02/17/2026
I didn’t always see resistance clearly.
Early in my career as a speech-language pathologist, I thought if I just explained something better, pushed a little more, raised the expectation… the child would rise.
Sometimes they did.
But the kids who struggled the most?
They didn’t push harder.
They protected themselves.
And once I understood the neuroscience behind learning and language processing, everything shifted.
The brain is wired for efficiency and safety.
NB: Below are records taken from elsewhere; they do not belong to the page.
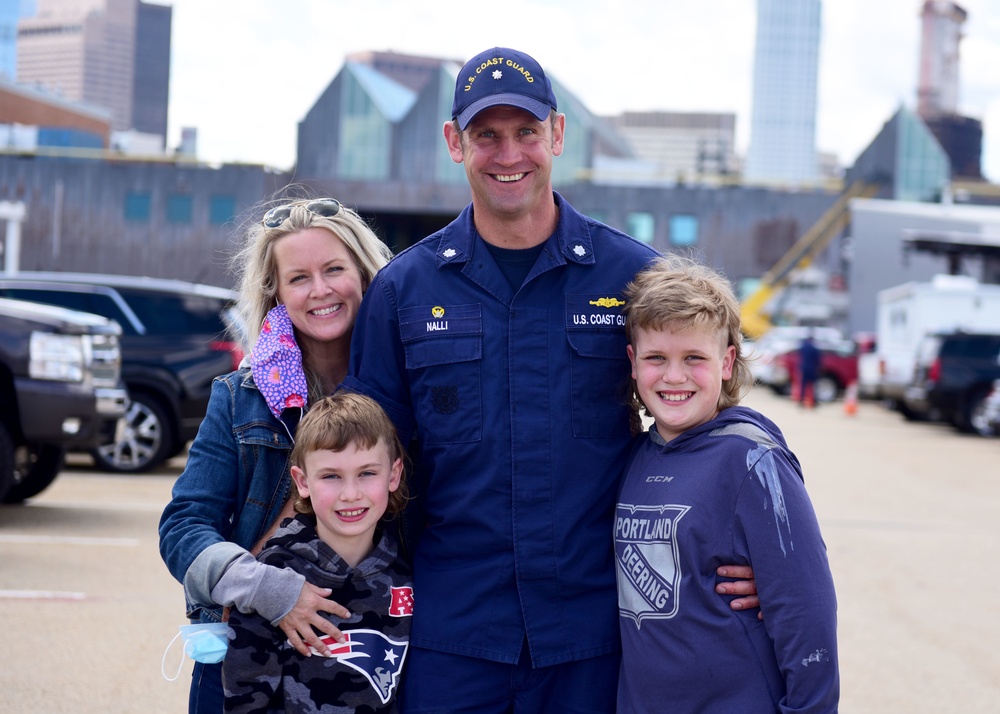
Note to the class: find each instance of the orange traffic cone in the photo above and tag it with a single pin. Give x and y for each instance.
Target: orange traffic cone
(851, 399)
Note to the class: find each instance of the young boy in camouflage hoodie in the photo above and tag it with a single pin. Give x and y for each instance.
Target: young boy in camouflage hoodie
(347, 466)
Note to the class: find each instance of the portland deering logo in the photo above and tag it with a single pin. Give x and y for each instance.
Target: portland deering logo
(646, 556)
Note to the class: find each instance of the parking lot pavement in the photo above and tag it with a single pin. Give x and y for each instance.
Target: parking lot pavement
(88, 605)
(910, 515)
(909, 512)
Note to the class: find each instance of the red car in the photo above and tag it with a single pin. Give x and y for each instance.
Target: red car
(838, 367)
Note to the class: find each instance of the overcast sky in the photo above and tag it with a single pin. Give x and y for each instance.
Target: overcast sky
(245, 72)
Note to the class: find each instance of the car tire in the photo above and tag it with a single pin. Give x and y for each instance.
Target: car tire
(826, 388)
(36, 466)
(143, 438)
(976, 416)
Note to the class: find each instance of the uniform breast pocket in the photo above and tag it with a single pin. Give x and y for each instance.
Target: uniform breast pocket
(444, 354)
(600, 382)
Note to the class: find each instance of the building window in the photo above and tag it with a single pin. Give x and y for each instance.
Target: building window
(179, 208)
(137, 206)
(683, 230)
(640, 226)
(221, 210)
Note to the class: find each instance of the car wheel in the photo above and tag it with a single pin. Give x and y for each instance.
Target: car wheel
(36, 466)
(143, 438)
(826, 389)
(6, 462)
(978, 417)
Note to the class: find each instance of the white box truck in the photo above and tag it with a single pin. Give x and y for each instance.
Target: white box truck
(909, 311)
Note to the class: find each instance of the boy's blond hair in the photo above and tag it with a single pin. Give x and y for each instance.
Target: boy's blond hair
(677, 292)
(339, 420)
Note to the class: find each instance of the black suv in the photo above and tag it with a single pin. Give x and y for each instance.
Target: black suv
(60, 387)
(174, 342)
(953, 375)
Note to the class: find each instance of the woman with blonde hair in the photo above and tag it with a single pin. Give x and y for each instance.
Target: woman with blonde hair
(302, 271)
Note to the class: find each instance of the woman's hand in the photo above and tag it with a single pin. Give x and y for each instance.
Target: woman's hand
(301, 623)
(744, 586)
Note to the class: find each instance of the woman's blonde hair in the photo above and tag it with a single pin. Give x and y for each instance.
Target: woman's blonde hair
(678, 292)
(256, 270)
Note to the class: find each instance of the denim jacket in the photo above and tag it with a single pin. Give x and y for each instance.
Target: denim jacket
(233, 488)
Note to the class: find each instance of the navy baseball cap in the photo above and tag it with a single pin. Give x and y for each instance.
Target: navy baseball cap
(502, 76)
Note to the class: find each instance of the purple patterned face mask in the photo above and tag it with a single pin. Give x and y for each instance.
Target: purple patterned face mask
(276, 363)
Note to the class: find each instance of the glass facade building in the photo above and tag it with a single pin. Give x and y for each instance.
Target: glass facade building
(786, 65)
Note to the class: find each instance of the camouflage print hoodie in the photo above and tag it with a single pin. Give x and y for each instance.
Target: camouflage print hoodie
(263, 673)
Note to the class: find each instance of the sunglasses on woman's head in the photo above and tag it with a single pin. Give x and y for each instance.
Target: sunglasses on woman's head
(326, 207)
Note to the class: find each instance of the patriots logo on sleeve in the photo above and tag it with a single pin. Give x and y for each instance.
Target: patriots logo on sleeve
(402, 602)
(377, 657)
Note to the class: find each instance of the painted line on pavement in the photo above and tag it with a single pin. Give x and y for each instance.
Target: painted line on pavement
(98, 505)
(40, 595)
(67, 540)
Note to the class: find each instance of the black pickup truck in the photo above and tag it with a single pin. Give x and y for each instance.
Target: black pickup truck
(60, 388)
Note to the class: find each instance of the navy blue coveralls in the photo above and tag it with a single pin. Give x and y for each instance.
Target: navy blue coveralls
(517, 401)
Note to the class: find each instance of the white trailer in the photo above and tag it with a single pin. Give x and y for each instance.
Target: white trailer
(909, 311)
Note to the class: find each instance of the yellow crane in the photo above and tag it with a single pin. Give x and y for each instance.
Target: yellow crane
(800, 255)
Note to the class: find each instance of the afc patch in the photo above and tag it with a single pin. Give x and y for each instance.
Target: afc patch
(445, 399)
(646, 558)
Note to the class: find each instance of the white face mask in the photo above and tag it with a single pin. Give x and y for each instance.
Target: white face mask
(204, 642)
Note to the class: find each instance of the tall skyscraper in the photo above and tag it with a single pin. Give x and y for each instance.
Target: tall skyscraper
(941, 33)
(114, 54)
(786, 66)
(10, 12)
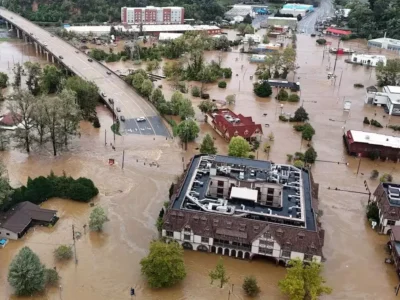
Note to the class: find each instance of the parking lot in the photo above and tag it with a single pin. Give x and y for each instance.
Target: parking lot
(151, 126)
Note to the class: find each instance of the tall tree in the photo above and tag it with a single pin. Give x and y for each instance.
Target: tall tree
(26, 273)
(207, 146)
(164, 265)
(22, 109)
(239, 147)
(97, 218)
(219, 273)
(87, 95)
(17, 70)
(303, 282)
(188, 131)
(50, 81)
(34, 74)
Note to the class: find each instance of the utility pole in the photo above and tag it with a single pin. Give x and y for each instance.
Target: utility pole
(337, 51)
(73, 237)
(123, 158)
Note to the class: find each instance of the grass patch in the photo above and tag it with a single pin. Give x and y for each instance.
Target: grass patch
(173, 125)
(115, 128)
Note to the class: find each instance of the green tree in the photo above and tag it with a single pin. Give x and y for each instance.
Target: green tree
(262, 89)
(239, 147)
(207, 146)
(87, 95)
(219, 274)
(26, 273)
(51, 79)
(63, 252)
(250, 286)
(3, 80)
(207, 106)
(34, 74)
(310, 155)
(164, 265)
(188, 131)
(51, 277)
(307, 132)
(300, 115)
(230, 99)
(147, 88)
(389, 74)
(137, 81)
(303, 282)
(17, 70)
(22, 110)
(97, 219)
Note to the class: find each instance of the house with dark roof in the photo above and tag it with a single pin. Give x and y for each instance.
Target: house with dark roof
(387, 198)
(228, 125)
(15, 222)
(243, 208)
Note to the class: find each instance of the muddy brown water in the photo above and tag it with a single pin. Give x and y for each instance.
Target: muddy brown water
(108, 262)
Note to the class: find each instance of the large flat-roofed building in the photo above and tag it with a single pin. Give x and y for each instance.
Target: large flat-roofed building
(243, 207)
(387, 198)
(385, 43)
(374, 145)
(388, 98)
(152, 15)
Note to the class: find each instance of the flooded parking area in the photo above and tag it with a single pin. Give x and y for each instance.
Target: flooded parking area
(108, 262)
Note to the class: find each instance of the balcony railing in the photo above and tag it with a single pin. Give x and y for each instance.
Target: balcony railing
(231, 246)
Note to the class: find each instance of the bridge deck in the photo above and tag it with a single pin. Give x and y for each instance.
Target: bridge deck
(131, 104)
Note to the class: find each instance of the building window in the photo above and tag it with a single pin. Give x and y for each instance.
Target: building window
(391, 223)
(308, 257)
(264, 250)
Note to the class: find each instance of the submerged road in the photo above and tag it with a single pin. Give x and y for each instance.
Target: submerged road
(131, 104)
(325, 9)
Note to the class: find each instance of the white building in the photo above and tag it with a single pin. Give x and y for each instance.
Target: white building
(389, 99)
(368, 60)
(152, 15)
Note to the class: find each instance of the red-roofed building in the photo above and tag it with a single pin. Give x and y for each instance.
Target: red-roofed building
(337, 32)
(228, 125)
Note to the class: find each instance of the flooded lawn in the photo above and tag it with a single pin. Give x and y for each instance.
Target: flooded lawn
(108, 262)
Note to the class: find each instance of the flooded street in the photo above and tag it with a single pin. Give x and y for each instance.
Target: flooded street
(108, 262)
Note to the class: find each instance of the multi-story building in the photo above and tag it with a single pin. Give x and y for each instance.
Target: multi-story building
(152, 15)
(389, 98)
(387, 197)
(243, 207)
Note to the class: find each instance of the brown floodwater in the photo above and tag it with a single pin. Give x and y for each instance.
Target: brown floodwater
(108, 262)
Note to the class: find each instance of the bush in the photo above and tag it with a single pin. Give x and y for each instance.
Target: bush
(282, 95)
(63, 252)
(51, 277)
(283, 118)
(195, 91)
(42, 188)
(375, 123)
(262, 89)
(222, 84)
(250, 286)
(294, 98)
(374, 174)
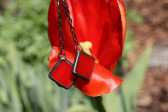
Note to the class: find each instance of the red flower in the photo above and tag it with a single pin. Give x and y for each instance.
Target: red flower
(100, 26)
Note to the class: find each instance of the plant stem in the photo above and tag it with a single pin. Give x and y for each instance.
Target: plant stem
(99, 104)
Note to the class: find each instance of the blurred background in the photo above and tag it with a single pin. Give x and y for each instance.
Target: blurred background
(24, 49)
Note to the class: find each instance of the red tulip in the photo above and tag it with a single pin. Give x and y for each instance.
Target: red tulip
(100, 26)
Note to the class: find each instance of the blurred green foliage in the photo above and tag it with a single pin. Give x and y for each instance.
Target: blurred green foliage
(24, 49)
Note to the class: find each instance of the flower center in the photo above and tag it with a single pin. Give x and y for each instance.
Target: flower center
(86, 47)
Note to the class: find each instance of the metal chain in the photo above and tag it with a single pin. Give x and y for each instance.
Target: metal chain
(60, 35)
(72, 29)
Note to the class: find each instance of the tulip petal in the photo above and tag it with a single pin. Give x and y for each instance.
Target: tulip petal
(114, 46)
(102, 81)
(102, 22)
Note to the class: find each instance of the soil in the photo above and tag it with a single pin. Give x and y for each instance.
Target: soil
(153, 96)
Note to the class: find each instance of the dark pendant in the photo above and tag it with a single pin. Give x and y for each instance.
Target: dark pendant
(62, 73)
(83, 65)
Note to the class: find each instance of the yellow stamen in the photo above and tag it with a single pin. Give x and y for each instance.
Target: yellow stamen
(86, 46)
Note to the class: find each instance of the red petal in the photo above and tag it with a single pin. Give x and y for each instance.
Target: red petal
(102, 22)
(113, 49)
(102, 81)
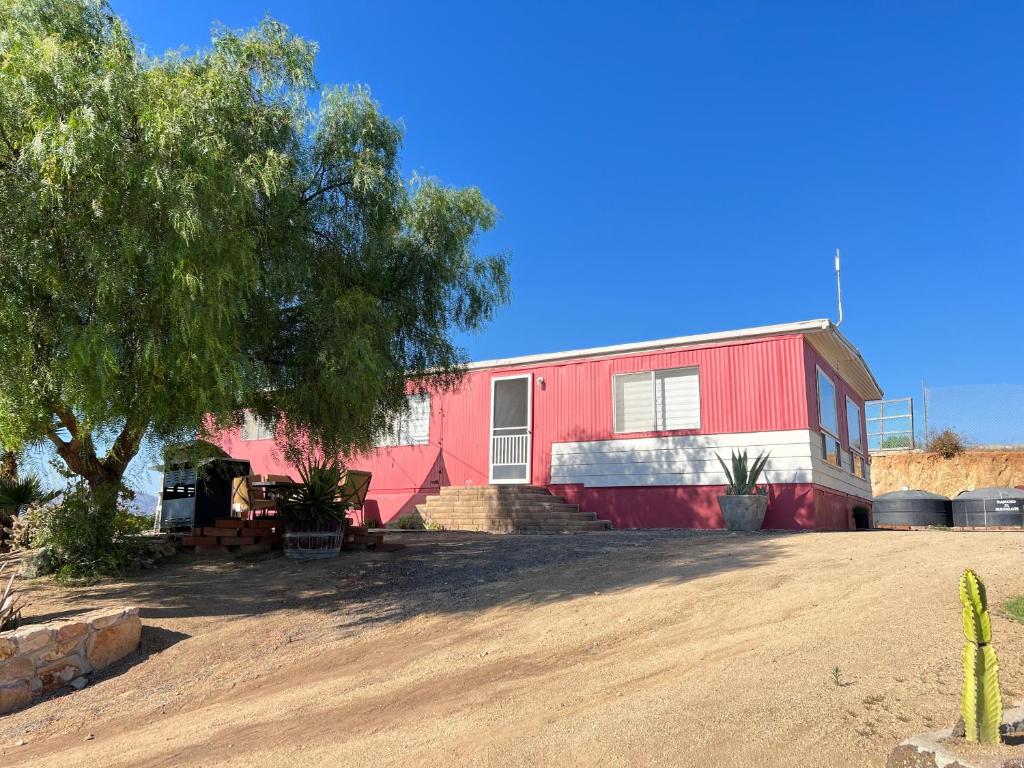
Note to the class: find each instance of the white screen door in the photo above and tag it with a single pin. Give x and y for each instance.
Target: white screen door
(510, 422)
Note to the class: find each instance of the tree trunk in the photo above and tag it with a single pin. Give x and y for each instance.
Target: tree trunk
(8, 464)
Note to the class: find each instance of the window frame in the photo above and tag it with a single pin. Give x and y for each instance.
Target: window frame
(652, 379)
(262, 428)
(858, 449)
(817, 388)
(822, 429)
(401, 436)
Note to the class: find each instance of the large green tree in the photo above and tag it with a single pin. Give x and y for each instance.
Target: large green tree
(185, 237)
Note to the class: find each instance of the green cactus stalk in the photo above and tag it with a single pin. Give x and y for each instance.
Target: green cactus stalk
(981, 705)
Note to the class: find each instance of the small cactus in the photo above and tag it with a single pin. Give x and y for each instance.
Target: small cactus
(981, 705)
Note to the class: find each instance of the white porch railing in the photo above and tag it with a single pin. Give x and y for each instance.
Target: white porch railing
(509, 450)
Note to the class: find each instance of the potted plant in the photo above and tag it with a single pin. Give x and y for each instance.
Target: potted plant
(312, 513)
(744, 504)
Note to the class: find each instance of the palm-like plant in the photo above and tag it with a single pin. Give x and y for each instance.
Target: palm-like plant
(315, 499)
(743, 478)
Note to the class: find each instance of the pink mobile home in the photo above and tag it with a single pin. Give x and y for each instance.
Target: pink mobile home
(631, 432)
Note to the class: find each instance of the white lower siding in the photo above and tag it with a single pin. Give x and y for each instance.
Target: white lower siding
(690, 460)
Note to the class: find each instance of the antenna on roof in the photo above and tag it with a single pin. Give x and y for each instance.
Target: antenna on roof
(839, 291)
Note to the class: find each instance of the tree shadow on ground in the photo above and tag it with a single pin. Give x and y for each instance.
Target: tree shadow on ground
(435, 573)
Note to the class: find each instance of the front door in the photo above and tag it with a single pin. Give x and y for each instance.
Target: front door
(510, 429)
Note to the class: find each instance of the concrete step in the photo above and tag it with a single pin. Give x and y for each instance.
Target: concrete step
(530, 519)
(526, 527)
(483, 507)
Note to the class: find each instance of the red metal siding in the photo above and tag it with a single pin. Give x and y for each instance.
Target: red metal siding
(843, 390)
(751, 386)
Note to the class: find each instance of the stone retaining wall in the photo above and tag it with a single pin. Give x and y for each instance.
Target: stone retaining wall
(974, 469)
(40, 657)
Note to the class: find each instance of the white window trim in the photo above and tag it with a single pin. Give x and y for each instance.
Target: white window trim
(402, 437)
(262, 428)
(820, 372)
(860, 426)
(653, 395)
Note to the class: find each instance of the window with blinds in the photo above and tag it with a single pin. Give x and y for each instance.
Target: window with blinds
(254, 428)
(656, 400)
(412, 427)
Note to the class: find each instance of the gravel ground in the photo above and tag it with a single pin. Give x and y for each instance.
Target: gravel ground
(597, 649)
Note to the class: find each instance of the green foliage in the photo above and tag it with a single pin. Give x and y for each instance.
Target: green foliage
(895, 442)
(981, 704)
(88, 535)
(10, 603)
(314, 499)
(1014, 608)
(837, 676)
(184, 236)
(946, 443)
(742, 477)
(17, 493)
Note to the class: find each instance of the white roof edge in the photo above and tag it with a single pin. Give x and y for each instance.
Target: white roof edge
(678, 341)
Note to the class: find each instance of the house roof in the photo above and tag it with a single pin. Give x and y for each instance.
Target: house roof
(821, 334)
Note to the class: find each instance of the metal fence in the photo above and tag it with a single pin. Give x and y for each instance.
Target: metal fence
(985, 415)
(890, 425)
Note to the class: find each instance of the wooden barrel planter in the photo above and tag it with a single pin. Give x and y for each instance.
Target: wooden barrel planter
(313, 540)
When language feels confusing, when directions overload working memory, when decoding is effortful, when organizing thoughts feels chaotic,
the nervous system adapts.
It builds habits to avoid cognitive overload.
Guessing.
Rushing.
Deflecting.
Shutting down.
Not because a child doesn’t care.
But because their brain is trying to conserve energy and avoid threat.
Research in cognitive load theory and neuroplasticity shows us something powerful:
Repeated failure wires resistance.
Repeated supported success wires confidence.
And here’s the part adults don’t always want to hear:
We do this too.
We avoid what makes us feel incompetent.
We rush through discomfort.
We overtalk when we’re unsure.
We scroll instead of sitting with something hard.
Learning resistance doesn’t disappear in adulthood.
It just gets better disguised.
So the real question isn’t,
“How do I make them try harder?”
It’s:
“How do I make thinking feel safer?”
For children.
For students.
For ourselves.
Because confidence isn’t about personality.
It’s about experience.
And safety is the foundation of real learning.